Public Transportation

Ramadan brings disarray to streets, survey finds

Around 98 percent passengers of public transport in Dhaka city are having to pay extra fares during the month of Ramadan, said a survey of a passengers’ platform.

Around 68 percent bus passengers are forced to get on or off from moving buses, while 36 percent passengers have to stand inside bus even after paying for “seating service”.

Around 95 percent passengers face sufferings in public transport regularly and 90 percent of them express discontent over the situation, it said.

Bangladesh Jatri Kalyan Samity prepared the report after its three teams visited many key areas of the city in the last seven days, and talked to passengers and drivers.

The organisation revealed the report through a press release yesterday. It said about 97 percent of city buses and minibuses have been operating so-called “seating services” by closing doors between 3pm and 6:30pm since the beginning of Ramadan.

As a result, passengers waiting at different stoppages in the middle of the route, fall victims to this anarchy, it said.

The association alleged that bus operators have targeted passengers who are in a hurry to reach home before iftar, and collect extra from them.
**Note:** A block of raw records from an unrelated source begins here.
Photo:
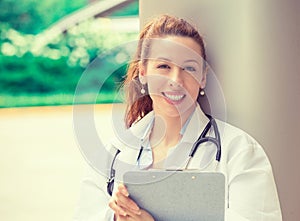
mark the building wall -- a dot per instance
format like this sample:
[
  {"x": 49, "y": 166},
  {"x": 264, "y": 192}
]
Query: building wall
[{"x": 254, "y": 48}]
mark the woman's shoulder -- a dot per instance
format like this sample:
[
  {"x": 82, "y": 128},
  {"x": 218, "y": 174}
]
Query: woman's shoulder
[{"x": 234, "y": 136}]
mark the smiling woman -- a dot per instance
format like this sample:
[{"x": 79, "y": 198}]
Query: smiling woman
[{"x": 165, "y": 126}]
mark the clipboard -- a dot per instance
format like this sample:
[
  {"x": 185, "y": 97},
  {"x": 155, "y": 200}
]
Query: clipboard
[{"x": 178, "y": 195}]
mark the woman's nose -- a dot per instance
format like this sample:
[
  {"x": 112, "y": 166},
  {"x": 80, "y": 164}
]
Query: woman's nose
[{"x": 176, "y": 78}]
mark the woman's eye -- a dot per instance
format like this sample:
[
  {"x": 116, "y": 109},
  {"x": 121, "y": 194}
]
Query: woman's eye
[
  {"x": 189, "y": 69},
  {"x": 163, "y": 66}
]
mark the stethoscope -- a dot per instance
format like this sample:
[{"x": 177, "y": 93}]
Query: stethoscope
[{"x": 203, "y": 138}]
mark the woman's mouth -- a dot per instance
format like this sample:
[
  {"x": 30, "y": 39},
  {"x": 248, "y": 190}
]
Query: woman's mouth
[{"x": 173, "y": 98}]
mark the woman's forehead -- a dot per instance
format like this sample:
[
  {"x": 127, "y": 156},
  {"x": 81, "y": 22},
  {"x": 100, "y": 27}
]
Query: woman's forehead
[{"x": 173, "y": 51}]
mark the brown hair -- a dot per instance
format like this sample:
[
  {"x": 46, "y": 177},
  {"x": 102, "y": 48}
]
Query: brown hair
[{"x": 139, "y": 105}]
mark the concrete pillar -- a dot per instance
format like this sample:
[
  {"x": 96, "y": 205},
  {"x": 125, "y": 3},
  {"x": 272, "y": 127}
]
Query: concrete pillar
[{"x": 254, "y": 47}]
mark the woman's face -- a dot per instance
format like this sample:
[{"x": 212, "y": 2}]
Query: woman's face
[{"x": 174, "y": 74}]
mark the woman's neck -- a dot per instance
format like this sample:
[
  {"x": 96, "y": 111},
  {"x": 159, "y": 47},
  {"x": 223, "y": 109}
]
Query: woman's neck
[{"x": 166, "y": 130}]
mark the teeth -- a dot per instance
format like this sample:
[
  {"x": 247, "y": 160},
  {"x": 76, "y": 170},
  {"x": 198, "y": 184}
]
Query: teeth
[{"x": 174, "y": 97}]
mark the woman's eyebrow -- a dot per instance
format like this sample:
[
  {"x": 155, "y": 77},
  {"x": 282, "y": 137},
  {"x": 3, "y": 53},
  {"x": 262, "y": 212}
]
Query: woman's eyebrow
[
  {"x": 191, "y": 60},
  {"x": 164, "y": 59}
]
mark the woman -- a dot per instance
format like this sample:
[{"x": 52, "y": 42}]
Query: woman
[{"x": 164, "y": 91}]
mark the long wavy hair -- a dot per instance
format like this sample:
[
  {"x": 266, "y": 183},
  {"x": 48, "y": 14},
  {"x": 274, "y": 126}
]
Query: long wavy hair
[{"x": 139, "y": 105}]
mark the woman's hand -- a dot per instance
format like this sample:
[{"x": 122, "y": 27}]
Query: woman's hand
[{"x": 125, "y": 208}]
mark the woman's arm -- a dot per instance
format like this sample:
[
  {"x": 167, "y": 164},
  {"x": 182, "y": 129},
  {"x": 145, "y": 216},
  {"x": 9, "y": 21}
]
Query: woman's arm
[
  {"x": 125, "y": 208},
  {"x": 93, "y": 200},
  {"x": 252, "y": 193}
]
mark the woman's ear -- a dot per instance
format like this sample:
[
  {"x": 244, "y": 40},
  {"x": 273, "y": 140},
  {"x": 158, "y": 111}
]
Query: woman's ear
[
  {"x": 142, "y": 73},
  {"x": 203, "y": 79}
]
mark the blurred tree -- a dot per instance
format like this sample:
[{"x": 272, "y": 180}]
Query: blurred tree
[{"x": 32, "y": 16}]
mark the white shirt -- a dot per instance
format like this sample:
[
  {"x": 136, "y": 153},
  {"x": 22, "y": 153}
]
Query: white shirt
[{"x": 251, "y": 193}]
The buses also charge extra from passengers defying the government-set fare rates, it said.

Only some companies and Bangladesh Road Transport Corporation run buses as usual, and follow government-set fare chart with passengers crammed into those buses.

The organisation said almost all CNG-run auto-rickshaws are running under contractual fares, and take three to four times more than the fare showed on meters.

Besides, 93 percent CNG-run auto-rickshaw drivers refuse to go to passengers’ desired destinations.

The report says motorcyclists -- running under ridesharing services -- also resort to verbal contracts after 4pm instead of app-set fare, and charge three to four times more. Ninety-three percent passengers do not know where to lodge complaints while 90 percent think there will be no use of complaints, it said.